Sevgili vekillerimizin çoğu sokakta yoklar.

Taziyeleri, düğünleri, nikahları, yürüyüşleri, kutlamaları, protestoları saymazsak vekillerimizi göremeyeceğiz.

Ama bu kentin, bahsettiğim konular dışında da talep, dert ve sevinçleri var.

Çare arayan sorunları var.

Emin olun, sokaklarında, esnaflar arasında, taziye evlerinde, pazarlarda çok daha başka şeyler konuşuluyor.

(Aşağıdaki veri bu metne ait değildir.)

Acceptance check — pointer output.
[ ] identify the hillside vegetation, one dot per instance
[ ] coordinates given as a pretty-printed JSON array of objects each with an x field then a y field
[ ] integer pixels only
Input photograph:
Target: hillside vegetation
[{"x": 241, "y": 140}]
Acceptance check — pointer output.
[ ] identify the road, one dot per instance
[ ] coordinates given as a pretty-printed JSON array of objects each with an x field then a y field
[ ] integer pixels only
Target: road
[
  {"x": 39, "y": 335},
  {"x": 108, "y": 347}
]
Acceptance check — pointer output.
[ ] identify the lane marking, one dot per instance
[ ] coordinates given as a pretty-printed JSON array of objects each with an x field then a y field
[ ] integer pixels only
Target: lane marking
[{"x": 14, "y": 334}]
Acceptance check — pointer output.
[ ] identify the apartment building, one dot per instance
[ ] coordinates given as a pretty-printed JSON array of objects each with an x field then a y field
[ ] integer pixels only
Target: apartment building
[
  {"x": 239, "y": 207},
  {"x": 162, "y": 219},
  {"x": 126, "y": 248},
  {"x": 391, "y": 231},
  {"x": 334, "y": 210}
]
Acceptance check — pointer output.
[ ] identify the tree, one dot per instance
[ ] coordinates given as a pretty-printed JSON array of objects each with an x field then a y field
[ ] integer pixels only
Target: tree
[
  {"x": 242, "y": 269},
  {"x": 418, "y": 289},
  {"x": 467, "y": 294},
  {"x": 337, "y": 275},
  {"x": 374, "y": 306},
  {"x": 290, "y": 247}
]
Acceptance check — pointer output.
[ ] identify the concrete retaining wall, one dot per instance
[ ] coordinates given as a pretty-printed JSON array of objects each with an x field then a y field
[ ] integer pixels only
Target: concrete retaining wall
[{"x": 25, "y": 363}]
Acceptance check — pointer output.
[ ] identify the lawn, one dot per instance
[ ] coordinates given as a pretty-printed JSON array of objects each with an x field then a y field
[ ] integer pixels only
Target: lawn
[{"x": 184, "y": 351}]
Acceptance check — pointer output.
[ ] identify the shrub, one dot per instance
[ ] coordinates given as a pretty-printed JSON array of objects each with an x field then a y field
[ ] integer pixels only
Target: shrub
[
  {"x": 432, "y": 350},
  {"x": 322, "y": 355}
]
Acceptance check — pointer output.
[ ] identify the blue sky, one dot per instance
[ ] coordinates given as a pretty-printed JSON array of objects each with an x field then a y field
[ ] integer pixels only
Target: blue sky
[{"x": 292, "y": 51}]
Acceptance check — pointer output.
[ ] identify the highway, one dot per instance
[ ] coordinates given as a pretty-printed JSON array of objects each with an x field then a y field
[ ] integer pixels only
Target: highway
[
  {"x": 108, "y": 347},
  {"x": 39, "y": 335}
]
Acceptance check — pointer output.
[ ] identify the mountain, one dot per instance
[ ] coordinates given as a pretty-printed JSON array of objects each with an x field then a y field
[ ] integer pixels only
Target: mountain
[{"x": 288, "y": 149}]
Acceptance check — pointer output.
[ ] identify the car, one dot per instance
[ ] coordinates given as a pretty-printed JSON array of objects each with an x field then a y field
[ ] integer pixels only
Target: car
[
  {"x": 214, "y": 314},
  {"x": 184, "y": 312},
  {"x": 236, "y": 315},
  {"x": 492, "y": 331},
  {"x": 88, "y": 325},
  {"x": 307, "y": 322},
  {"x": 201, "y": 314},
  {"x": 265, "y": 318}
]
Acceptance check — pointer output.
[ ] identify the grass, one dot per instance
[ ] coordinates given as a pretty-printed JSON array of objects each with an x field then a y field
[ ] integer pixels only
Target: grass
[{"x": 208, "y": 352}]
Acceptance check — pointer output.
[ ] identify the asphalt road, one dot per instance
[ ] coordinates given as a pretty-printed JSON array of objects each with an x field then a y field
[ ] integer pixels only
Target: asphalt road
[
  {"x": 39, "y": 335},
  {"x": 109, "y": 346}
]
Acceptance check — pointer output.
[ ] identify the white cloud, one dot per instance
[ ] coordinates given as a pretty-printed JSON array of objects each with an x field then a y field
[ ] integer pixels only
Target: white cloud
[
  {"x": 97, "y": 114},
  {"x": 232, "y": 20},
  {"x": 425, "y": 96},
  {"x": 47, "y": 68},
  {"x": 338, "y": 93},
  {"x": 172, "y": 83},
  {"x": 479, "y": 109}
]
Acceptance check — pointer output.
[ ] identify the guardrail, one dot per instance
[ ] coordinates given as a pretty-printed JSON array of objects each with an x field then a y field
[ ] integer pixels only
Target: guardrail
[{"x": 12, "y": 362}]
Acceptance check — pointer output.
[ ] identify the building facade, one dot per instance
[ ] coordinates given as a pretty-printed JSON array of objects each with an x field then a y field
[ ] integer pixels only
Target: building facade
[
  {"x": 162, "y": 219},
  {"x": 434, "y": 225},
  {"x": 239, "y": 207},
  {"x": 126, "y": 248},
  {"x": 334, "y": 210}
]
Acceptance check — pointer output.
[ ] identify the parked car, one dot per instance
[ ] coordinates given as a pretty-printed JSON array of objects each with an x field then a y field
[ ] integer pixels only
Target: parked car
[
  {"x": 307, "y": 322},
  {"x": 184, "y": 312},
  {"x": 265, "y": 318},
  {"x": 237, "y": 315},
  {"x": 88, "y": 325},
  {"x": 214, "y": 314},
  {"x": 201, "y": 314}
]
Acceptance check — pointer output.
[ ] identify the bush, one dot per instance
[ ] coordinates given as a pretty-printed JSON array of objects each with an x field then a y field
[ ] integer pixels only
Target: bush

Çok daha fazla sorunlar ve dertler.

Ekonomi konuşuluyor, rant konuşuluyor, çarpık kentleşme konuşuluyor, iktidarın ilgisizliği konuşuluyor, uyuşturucu kullanım yaşının düştüğü, iş bulamama ve iş bulup çalışanların yaşam koşullarının zorluğu konuşuluyor.

Bu kentin tarihinde susmak hiç olmadı.

Susmak, en çok bu kente yakışmıyor zira.

Vekillerimizin durumuna tekrar gelelim.

Evet maalesef her politik şahsiyet kendi politik camiasına göre hareketlenir.

Ama bu kent farklı olmalı, çok yönlü acılara kucak açan bir kent zira.

Hiçbir vekili özelde eleştiriye almıyorum.

Kimsenin üzerine alınmasına gerek yok. E ben de “şunları şunları yaptım” diye bir listeye de gerek yok. Ben sadece sokağın gördüklerini yazıya dökmeye çalışıyorum.

Başta da dediğim gibi muhtemelen tüm vekillerimiz kendi cenahlarında çalışıyor ve çabalıyorlardır. İşte sorun ‘kendi cenahları’ dediğimiz yerde.

Bir siyasetçi için, “Halk-Hak ve Hukuk” başat bir cenah olmalı.

Bir de gazetecilerin “şucu-bucu” etiketi ile meşgul olma durumu var.

Hiç kimseci değilim.

Diyarbekirciyim. Net …

Şimdi gelelim yazının başlığına.

Sezgin Bey ile toplamda, 2 ya da 3 defa aynı ortamda bulunmuş değilim. Bir iki etkinlikte selamlaşıp tokalaşmışızdır. Bir de bizim gazeteyi ziyarete geldiğinde aynı fotoğraf karesinde bulunduk.

Ama arkadaş, bu kentte menfi-müsbet ne olsa Tanrıkulu orada bitiyor.

Çiftçilerin desteğe ihtiyacı mı var?

Çiftçi borçlarının ertelenmesini mi istiyor?

Bir yerde hukuksuzluk mu var?

Sistematik ya da bir işkence mi var bir yerlerde?

Gazeteciler hukuksuzlukla mı karşı karşıya kalıyorlar?

Anadilde eğitimin hak olduğuna dair bir talep mi var?

Bir yerlerde rant ile alakalı bir durum mu söz konusu?

Trafiğin çekilmez bir çile mi dönüşmüş?

Atamalarda hukuksuzluk ve liyakatsizlik mi var?

Kurumlar arası düzensizlik mi var?

Kürt sorununun çözümüne dönük bir düşüncesi mi var?

Çevre ve doğa ile alakalı bir katliam ya da rant çabası mı var?

Diyarbakır’da kaç ihale yapıldı, yapılanlarda usulsüzlük var mı yok mu?

Kentte elektrik kesintileri ile alakalı şikayet mi var?

Hayvancılık ile alakalı gizli-saklı kalmış sorunlar mı var?

Tüm bu soru işaretlerinin olduğu alanlarda birden Tanrıkulu beliriyor ve yazılı ya da görüntülü açıklama yapıyor. Meclis’e soru önergesi veriyor. Edirne’yi ziyarete gidiyor.

Ve ve ve …

Kabul edelim ki, bu kentin sokak ve caddeleri en çok Sezgin Tanrıkulu’nu görüyor.

İşte, başlıktaki sorunun cevabı çıktı.

‘Sezgin Tanrıkulu, ben kente dokunuyor. Kentin sorunlarını konuşuyor ve konuşulmasını sağlıyor’.

Sokaklar ve caddeler ve sorunlar ve çözümler ve de kentim adına bir teşekkürü hak ediyor bence.